En dernier lieu, aux termes de l’article 8 de la convention européenne de sauvegarde des droits de l’homme et des libertés fondamentales : « 1. Toute personne a droit au respect de sa vie privée et familiale, de son domicile et de sa correspondance. / 2. Il ne peut y avoir ingérence d’une autorité publique dans l’exercice de ce droit que pour autant que cette ingérence est prévue par la loi et qu’elle constitue une mesure qui, dans une société démocratique, est nécessaire à la sécurité nationale, à la sûreté publique, au bien-être économique du pays, à la défense de l’ordre et à la prévention des infractions pénales, à la protection de la santé ou de la morale, ou à la protection des droits et libertés d’autrui. ».
Alors que l’ancienneté du séjour en France de l’intéressé, à la supposer établie, ne caractérise pas, à elle seule, une atteinte disproportionnée à son droit au respect de sa vie privée et familiale, le moyen tiré d’une méconnaissance des stipulations précitées de l’article 8 de la convention européenne de sauvegarde des droits de l’homme et des libertés fondamentales doit être écarté pour les motifs par ailleurs exposés ci-dessus.
Il résulte de ce qui précède que les conclusions à fin d’annulation présentées par M. B... doivent être rejetées. Par suite, doivent également être rejetées ses conclusions aux fins d’injonction et d’astreinte ainsi que celles présentées sur le fondement des dispositions de l’article L. 761-1 du code de justice administrative.

D É C I D E :

Article 1er : La requête de M. B... est rejetée.
Article 2 : Le présent jugement sera notifié à M. C... B... et au préfet du Val-d’Oise.

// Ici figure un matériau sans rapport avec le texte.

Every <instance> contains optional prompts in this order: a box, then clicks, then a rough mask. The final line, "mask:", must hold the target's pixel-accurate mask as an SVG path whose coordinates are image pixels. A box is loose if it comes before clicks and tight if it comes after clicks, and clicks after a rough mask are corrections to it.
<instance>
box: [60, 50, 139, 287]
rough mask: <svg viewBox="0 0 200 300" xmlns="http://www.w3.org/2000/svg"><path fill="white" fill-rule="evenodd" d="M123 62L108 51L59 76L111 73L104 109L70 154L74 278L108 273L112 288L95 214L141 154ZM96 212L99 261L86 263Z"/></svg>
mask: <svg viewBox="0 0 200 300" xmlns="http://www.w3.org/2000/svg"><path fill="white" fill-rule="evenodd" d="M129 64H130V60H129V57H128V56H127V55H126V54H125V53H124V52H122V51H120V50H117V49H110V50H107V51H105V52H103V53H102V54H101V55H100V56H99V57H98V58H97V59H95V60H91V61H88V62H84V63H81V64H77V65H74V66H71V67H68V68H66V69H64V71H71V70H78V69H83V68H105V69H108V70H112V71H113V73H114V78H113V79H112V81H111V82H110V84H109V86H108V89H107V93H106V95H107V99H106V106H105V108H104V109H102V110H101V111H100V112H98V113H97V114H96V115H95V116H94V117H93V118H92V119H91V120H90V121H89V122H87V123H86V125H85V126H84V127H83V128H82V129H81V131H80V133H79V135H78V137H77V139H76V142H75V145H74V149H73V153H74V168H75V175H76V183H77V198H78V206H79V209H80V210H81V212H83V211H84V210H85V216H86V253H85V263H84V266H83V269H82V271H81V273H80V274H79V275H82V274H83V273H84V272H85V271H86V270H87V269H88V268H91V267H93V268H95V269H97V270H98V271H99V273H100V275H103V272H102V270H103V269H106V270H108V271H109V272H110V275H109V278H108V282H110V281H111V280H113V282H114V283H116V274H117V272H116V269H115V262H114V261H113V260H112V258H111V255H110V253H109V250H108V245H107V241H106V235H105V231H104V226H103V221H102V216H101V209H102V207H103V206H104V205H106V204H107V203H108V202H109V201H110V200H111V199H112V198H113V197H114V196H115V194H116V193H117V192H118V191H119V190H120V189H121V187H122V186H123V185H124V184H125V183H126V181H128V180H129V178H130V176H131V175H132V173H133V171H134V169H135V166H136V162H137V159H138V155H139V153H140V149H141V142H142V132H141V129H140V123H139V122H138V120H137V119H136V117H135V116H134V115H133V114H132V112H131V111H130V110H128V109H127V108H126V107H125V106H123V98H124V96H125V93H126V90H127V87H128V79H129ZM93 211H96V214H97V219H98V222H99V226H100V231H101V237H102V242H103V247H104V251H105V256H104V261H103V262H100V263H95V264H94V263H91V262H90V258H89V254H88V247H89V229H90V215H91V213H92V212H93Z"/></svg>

Délibéré après l'audience du 24 septembre 2025, à laquelle siégeaient :
M. Ablard, président,
M. Bories, premier conseiller,
Mme Lusinier, conseillère.

Rendu public par mise à disposition au greffe le 8 octobre 2025.


La rapporteure,


signé


V. Lusinier
Le président,


signé


T. AblardLa greffière,


signé


M. A...


La République mande et ordonne au préfet du Val-d’Oise en ce qui le concerne ou à tous commissaires de justice à ce requis en ce qui concerne les voies de droit commun contre les parties privées, de pourvoir à l’exécution de la présente décision.